30 Temmuz 2015 Perşembe

İngilizce Deyimler ve İfadeler 121

What’s the catch?

= say this when something sounds too good to be true
    There is a trick in it
    used this when you suspect that there is a hidden problem
    In this perfect picture, what is really wrong that I don't see?

= bir bityeniği/numara var ama ne, çıkar arkasından mutlaka bir şey
    bir şeyi kaçırıyorum/z ama ne, bir sorun/aldatmaca var ama ne
    peki bundan onun avantajı/kazancı/senin avantajın ne?




* A: Dan is going to sell me his car for just 500$.
  (Dan bana arabasını topu topu/sadece 500 dolara satacak/satıyor.)
  B: Hımmm, what's the catch?
  (Hımmm, bu işte var bir bityeniği ama ne?)
  (O araba 500 dolardan fazla eder, o fiyata veriyorsa, arabanın bir sorunu/problemi olmalı.)

* A: I just found out about a great opportunity – I can work from home only 5 hours a week and I’ll earn at least $2000 a month, guaranteed!
  (Çok büyük bir fırsat yakaladım/elime geçti. Haftada evden sadece beş saat çalışıp ayda en az iki bin dolar kazanacağım, garanti hem de.)
  B: : Hmm… what’s the catch?
  (Hımm/Allah Allah, bu işte bir bit yeniği var ama ne?)
  (O kadar çalışmaya o kadar ücret verilmez, var bu işte bir iş.)

* Sounds too good to be true. What's the catch?
  (Doğru olamayacak kadar iyi/kusursuz. Bir sorun/aldatmaca var ama ne?)

* This looks like a good deal. What's the catch?
  (İyi bir anlaşma gibi görünüyor/Görünüşte iyi bir anlaşmaya benziyor.

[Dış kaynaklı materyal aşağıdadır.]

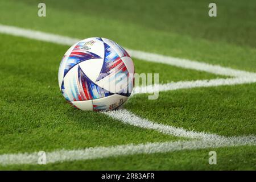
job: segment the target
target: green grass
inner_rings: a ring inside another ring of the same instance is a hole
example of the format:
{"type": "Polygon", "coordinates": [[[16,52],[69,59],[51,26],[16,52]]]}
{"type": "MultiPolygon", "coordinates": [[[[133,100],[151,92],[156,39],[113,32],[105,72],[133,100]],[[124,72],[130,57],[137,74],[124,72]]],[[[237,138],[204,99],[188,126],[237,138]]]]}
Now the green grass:
{"type": "MultiPolygon", "coordinates": [[[[0,0],[0,24],[81,39],[105,37],[131,49],[256,72],[253,1],[217,1],[217,18],[208,16],[209,1],[129,1],[122,6],[117,1],[44,2],[47,16],[39,18],[38,1],[0,0]]],[[[0,154],[186,139],[67,104],[57,71],[68,46],[3,34],[0,40],[0,154]]],[[[136,72],[159,73],[160,83],[225,78],[133,60],[136,72]]],[[[134,96],[124,107],[188,130],[255,135],[255,83],[200,88],[160,92],[156,100],[134,96]]],[[[0,169],[255,170],[255,146],[224,147],[0,169]],[[210,150],[217,153],[217,165],[208,163],[210,150]]]]}
{"type": "Polygon", "coordinates": [[[194,88],[162,92],[155,100],[137,95],[126,106],[143,118],[189,130],[250,135],[256,134],[255,96],[256,84],[194,88]]]}
{"type": "Polygon", "coordinates": [[[3,170],[256,170],[251,146],[208,148],[171,153],[140,154],[47,165],[13,165],[3,170]],[[209,151],[217,153],[217,164],[208,163],[209,151]]]}

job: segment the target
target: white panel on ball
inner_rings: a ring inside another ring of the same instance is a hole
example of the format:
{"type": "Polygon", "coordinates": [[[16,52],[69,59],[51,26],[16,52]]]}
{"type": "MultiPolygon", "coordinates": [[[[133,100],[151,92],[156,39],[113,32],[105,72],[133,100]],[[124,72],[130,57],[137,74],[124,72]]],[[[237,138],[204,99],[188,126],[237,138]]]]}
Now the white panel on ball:
{"type": "Polygon", "coordinates": [[[93,110],[109,110],[122,105],[128,99],[127,97],[115,94],[110,96],[92,100],[93,110]]]}
{"type": "Polygon", "coordinates": [[[84,73],[93,82],[98,78],[103,64],[103,59],[89,59],[79,63],[84,73]]]}
{"type": "Polygon", "coordinates": [[[93,110],[92,100],[71,102],[76,107],[81,110],[93,110]]]}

Bir şeyi kaçırıyorum/göremiyorum ama ne?)

* OK, I've seen all the benefits, but what's the catch?
  (Tamam/pekala, tüm avantajlarını anladım, fakat bir dezevantaj var ama ne?)

* The store is selling clothes in a good price, but what's the catch?
  (Mağazada kıyafetler çok iyi/düşük fiyata satılıyor, ama bundan mağazanın kazancı/avantajı ne?)
  (Mağazanın bir kazancı olmasa kıyafetleri o fiyata vermez, var bu işte bir bityeniği.)

* The restaurant is offering free lunch, but what's the catch?
  (Restoran bedava yemek veriyor, peki ama bundan onun avantajı/kazancı ne?)

* A: Hey man, my boss got us two free tickets to see the Lakers game.
  (Hey adamım/dostum, patronum Lakers maçını izlememiz için bize iki adet serbest giriş kartı hediye etti/aldı/verdi.)
  B: What's the catch?
  (Öyle bedavaya bilet vermez o, bakalım ne çıkacak bunun arkasından.)